Ich hatte Jaden nur gebeten, Lilly Bescheid zu geben, dass sie sich nicht sorgen musste. Eine weitere Woche später hatte Jaden mir ein neues Handy besorgt und meine Sim-Karte aus meinem kaputten, alten Gerät geholt. Ich schaffte es nicht, es anzuschalten, weil ich Angst hatte, es würde mich mit der Realität in Verbindung bringen. Schließlich schaffte ich es nach zwei Wochen auf der Couch von Jaden, zurück nach Hause zu gehen. Mein Bruder kaufte für mich ein, half mir Ordnung zu machen und dann war ich wieder alleine. Als wär ich der letzte Mensch auf der Welt blieb ich alleine. Bis zu dem Tag, von dem ich wusste, dass Ezra wieder abreisen würde. Ich haderte, hatte dreimal fast meine Wohnung verlassen um zu ihm zu gehen, doch schaffte es letzten Endes nicht und ließ ihn gehen.
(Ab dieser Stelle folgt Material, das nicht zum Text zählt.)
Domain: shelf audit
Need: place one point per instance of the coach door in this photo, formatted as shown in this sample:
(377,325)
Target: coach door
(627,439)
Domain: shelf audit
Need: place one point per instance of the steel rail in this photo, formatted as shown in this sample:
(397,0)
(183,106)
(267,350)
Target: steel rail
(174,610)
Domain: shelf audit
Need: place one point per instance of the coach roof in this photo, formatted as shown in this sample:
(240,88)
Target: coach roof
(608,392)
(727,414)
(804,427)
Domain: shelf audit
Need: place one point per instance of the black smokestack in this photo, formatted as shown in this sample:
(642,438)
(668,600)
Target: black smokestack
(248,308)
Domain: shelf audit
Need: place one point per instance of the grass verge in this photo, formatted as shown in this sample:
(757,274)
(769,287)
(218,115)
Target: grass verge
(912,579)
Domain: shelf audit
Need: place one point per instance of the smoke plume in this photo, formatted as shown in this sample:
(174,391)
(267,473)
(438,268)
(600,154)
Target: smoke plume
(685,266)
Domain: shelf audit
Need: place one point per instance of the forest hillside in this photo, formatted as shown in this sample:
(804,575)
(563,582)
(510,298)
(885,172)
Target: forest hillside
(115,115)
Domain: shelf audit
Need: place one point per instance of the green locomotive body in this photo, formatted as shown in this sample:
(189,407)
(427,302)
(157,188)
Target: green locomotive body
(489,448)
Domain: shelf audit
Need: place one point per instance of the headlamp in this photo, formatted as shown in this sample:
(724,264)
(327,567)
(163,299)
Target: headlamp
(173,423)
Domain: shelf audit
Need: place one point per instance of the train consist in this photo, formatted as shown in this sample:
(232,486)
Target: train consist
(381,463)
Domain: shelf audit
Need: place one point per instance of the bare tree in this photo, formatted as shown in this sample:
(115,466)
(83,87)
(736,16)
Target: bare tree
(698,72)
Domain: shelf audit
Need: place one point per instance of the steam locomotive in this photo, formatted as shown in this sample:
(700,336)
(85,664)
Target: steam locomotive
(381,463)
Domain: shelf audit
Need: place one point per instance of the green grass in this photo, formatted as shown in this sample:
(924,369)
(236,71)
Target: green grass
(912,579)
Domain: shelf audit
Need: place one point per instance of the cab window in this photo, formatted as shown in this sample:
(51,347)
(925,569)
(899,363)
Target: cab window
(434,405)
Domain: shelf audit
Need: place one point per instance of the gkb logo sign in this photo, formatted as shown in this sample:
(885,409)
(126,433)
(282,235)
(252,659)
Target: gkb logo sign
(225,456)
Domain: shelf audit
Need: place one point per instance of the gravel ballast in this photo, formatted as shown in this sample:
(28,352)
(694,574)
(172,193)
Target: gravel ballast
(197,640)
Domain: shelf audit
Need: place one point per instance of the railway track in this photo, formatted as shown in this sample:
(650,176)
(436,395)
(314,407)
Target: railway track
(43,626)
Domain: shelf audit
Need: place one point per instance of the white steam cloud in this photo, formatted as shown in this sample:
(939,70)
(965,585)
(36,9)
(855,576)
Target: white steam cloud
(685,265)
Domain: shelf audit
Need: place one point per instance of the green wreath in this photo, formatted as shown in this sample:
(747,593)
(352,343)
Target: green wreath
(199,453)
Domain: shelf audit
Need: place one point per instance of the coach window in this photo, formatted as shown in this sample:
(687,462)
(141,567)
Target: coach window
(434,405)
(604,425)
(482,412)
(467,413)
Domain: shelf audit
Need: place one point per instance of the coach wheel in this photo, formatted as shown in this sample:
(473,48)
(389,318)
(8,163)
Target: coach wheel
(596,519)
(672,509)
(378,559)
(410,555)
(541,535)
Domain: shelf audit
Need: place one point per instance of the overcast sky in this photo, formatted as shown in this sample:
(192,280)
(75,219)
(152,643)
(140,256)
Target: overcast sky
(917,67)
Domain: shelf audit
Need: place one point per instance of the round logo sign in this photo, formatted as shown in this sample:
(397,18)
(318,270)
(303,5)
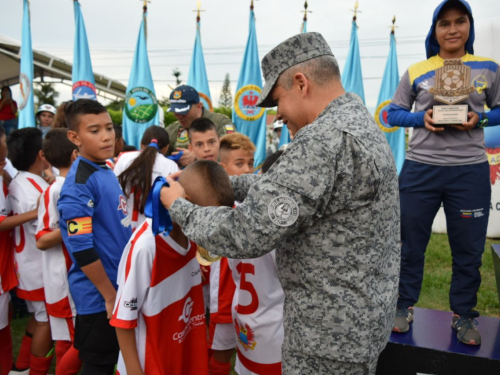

Ich startete mein Handy an diesem Abend zum ersten Mal in vier Wochen, überflog meine Nachrichten, die hauptsächlich in Gruppen oder von sozialen Netzwerken waren. Zuerst las ich Lilly's Nachrichten die zuerst wahnsinnig besorgt doch irgendwann nur noch Sätze, wie Ich bin hier, wenn du bereit bist. Meine Mutter hatte sich nicht gemeldet.

Zum Glück.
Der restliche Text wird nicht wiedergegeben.